AI News 6 min read

Claude Opus 4.7: Anthropic's New Flagship Clears SWE-Bench Pro

Anthropic's Claude Opus 4.7 excels on SWE-bench Pro with enhanced vision and new features.

Apr 19, 2026

Claude Opus 4.7: Anthropic's New Flagship Clears SWE-Bench Pro

Anthropic shipped Claude Opus 4.7 on April 16, 2026, and the headline number is hard to argue with: 64.3% on SWE-bench Pro, up from 53.4% on Opus 4.6. That's not a tuning-round improvement. It's the kind of jump that makes you re-read the eval card to make sure you haven't misread the x-axis.

This is Anthropic's direct answer to GPT-5.4 and Gemini 3.1 Pro — both of which briefly held the "most capable publicly available LLM" crown over the past two months. With Opus 4.7, Anthropic narrowly takes it back. The catch: the company also publicly conceded that its unreleased Claude Mythos Preview still beats 4.7 across the board. Anthropic is holding Mythos back over cybersecurity concerns, a story we covered in Claude Mythos.

What's actually new in Opus 4.7

Let's skip the marketing and look at what changed at the model level.

Coding just got measurably better. On SWE-bench Verified, Opus 4.7 hits 87.6%, up from 80.8% on Opus 4.6. Cursor CEO Michael Truell said the jump on their internal CursorBench was 70% vs. 58% — an entire class of tasks moved from "partially reliable" to "you can just ship it." Rakuten reported Opus 4.7 resolves 3x more production tasks than 4.6 on Rakuten-SWE-Bench, with double-digit gains in code and test quality.

Vision went from "fine" to "actually useful." Opus 4.7 can now accept images up to 2,576 pixels on the long edge (~3.75 megapixels), more than three times the prior Claude ceiling. XBOW, which uses Claude for autonomous pentesting, reported Opus 4.7 scoring 98.5% on their visual-acuity benchmark versus 54.5% for Opus 4.6. That's not an incremental bump — that's a regime change for any workflow that depends on reading dense screenshots or diagrams.

There's a new effort level: xhigh.
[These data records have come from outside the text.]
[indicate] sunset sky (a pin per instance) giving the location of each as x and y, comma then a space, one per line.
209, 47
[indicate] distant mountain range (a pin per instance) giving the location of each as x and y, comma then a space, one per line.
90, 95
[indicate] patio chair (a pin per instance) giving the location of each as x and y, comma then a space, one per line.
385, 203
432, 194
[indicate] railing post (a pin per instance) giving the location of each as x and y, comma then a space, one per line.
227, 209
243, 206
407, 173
It sits between high and max, giving developers a finer knob for trading latency against reasoning depth. In Claude Code, xhigh is now the default on all plans. Anthropic explicitly recommends starting there for coding work.

Task budgets are in public beta on the API. Developers can now cap token spend at the task level so Claude prioritizes effort across longer runs instead of burning budget on the first sub-goal.
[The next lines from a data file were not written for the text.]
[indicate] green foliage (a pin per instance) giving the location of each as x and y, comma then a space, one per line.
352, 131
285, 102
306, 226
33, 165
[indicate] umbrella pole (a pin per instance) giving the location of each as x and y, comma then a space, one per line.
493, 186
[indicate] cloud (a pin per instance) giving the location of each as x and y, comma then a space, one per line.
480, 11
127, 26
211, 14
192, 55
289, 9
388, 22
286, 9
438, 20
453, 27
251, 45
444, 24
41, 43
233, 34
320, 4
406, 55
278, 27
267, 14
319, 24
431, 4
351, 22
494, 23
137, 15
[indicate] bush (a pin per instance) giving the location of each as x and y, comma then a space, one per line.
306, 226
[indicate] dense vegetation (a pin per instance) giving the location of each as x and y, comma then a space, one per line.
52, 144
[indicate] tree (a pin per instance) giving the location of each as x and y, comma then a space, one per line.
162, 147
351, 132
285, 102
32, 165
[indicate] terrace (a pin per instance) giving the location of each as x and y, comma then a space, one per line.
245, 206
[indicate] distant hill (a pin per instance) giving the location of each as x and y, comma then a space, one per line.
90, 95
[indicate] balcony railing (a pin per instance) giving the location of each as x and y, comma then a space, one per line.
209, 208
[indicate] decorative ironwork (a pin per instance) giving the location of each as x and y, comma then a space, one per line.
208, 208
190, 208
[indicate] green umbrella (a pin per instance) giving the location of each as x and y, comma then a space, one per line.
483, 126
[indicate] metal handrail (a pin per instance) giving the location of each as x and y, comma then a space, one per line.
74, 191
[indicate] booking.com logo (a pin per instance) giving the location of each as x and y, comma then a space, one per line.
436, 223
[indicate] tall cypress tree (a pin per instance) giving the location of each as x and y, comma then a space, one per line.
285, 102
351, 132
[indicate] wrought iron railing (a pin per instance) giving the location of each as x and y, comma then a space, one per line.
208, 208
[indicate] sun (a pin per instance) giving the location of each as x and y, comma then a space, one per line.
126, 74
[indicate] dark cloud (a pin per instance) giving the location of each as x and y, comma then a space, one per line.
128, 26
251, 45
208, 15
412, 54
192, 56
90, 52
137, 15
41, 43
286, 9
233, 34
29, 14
The tokenizer change nobody should ignore

Pricing is unchanged — $5 per million input tokens, $25 per million output tokens, the same as Opus 4.6. But there's a subtle catch buried in the migration guide: Opus 4.7 uses an updated tokenizer that maps the same input to 1.0–1.35x more tokens depending on content type.
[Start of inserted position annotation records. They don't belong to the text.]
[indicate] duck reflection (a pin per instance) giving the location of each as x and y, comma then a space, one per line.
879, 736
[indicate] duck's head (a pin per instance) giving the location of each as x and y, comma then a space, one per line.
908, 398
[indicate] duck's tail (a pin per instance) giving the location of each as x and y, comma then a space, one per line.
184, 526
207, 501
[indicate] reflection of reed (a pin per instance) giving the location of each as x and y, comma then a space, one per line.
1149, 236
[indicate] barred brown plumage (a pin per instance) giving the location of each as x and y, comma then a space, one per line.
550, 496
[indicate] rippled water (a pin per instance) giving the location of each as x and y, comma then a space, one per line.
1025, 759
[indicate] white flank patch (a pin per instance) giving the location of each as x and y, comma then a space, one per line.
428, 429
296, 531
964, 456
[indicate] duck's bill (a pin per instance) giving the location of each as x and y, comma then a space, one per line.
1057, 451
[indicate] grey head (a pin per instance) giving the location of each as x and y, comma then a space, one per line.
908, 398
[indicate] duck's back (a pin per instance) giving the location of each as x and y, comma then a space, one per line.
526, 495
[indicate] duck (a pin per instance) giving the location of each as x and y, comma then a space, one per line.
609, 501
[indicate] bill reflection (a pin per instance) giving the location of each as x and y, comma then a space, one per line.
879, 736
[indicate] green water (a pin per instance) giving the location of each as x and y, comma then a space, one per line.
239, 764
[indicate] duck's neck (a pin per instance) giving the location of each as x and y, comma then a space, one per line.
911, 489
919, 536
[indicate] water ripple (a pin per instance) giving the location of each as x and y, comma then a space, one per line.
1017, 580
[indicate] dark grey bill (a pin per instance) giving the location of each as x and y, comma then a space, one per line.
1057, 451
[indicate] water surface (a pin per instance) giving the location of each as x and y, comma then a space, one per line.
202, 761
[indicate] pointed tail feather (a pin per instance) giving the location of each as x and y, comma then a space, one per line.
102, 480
That means your real bill can rise even though the per-token rate didn't. Anthropic argues the net effect is favorable because 4.7 thinks more efficiently at each effort level, but they explicitly tell teams to "measure the difference on real traffic." That's good advice. A Finout cost analysis flagged the same issue — the "unchanged price tag" hides a real cost shift for high-volume use.

If you're migrating a production workload, run a shadow evaluation first. Don't flip the model string blind.

Instruction following: a double-edged upgrade

Here's a quiet footnote from Anthropic's announcement that will bite anyone migrating in a hurry:

Opus 4.7 is substantially better at following instructions. Interestingly, this means that prompts written for earlier models can sometimes now produce unexpected results: where previous models interpreted instructions loosely or skipped parts entirely, Opus 4.7 takes the instructions literally.

Translation: every prompt library tuned to squeeze performance out of Opus 4.6 probably has a few lines where the old model was politely ignoring you. 4.7 won't. Re-tune your prompts and harnesses before you call anything a regression.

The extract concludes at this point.